2. Markets: The Middle East market is basically frozen
The Iranian market has no normal business environment (currency devaluation, payment sanctions), and car companies such as Chery and BYD have shrunk their business.
Business confidence in Gulf countries (Saudi Arabia, United Arab Emirates, etc.) has been frustrated, financial institutions have tightened credit, insurance has refused to cover or raised prices, and dealers have not dared to place orders. Most of the originally planned expansion projects in the Middle East have been suspended.
3. Cost: The rise in raw materials is transmitted to the entire vehicle
Crude oil price rise: As of 17:00 on March 1, 2026, NYMEX crude oil exceeded US$72/barrel. If the conflict continues or it will rush to US$100. The cost of automotive plastic parts, synthetic rubber, and energy-intensive links will increase across the board.
Supply interruption of key materials: 72.3% of China's methanol imports from January to February came from Iran, and 41% of lapis lazuli (raw material for permanent magnet motors for electric vehicles) imports came from Iran. At present, Iranian ports are out of service, and domestic inventories are only enough to support them for three months. The electric vehicle supply chain is also under pressure.
3. Response suggestions
Targeting China automobile exporters
1. Suspend orders from the Middle East or clearly inform the risks: the Jebel Ali Port is suspended and the shipping company has stopped receiving orders. It is recommended to suspend orders from the Persian Gulf region in the near future, or explain in writing to the customer that "the delivery period is delayed indefinitely due to force majeure."
2. Re-accounting of costs: For orders involving detour routes, factors such as war surcharges, detour fuel costs, and insurance premium increases need to be included, and the quotation is adjusted if necessary.
3. Lock in the cabin 2 weeks in advance: The cabin space is tight and the price changes quickly, so avoid getting lucky.
4. Focus on alternative routes: For orders from the Middle East that urgently need delivery, you can consult the Saudi Red Sea port plan, but land transportation risks and costs need to be evaluated.
5. Medium-and long-term layout: Promote market diversification, establish a backup supply chain for key raw materials, and strengthen exchange rate and capital risk control. For overseas car buyers
For overseas car buyers
1. Adjust the expected receiving time: For all vehicles passing through the Red Sea, the Mediterranean Sea and bypassing the Cape of Good Hope, please add a buffer period of at least 14-21 days to the original estimated time.
2. Confirm the status of the destination port: Before shipping, verify whether the port is operating normally and whether there is serious congestion.

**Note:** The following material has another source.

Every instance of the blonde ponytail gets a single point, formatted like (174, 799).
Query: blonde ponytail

3. Maintain real-time communication with exporters: keep abreast of logistics dynamics and cost changes.
4. Decentralize the procurement market: Reduce risks in a single market.
Conclusion: Industry resilience under stress testing
Zou Zhiqiang, a researcher at the Center for Middle East Studies at Fudan University, pointed out: Even if the military confrontation comes to an end, the restoration of market confidence will be far longer than the calm down of the battlefield situation.
The closure of the Strait of Hormuz is another stress test facing China's automobile export industry. The glory of exporting 200,000 vehicles to Iraq in 2017 is a thing of the past. Today's market environment is more complex: geopolitical conflicts, rising costs, and risks of supply chain rupture are intertwined.
But there are also opportunities in the crisis: rising oil prices drive demand for electric vehicles, supply chain restructuring creates new cooperation possibilities, and market reshuffle creates space for prepared companies.
As an industry observer said: The global layout not only requires the market and sales volume, but also risk management and strategic resilience.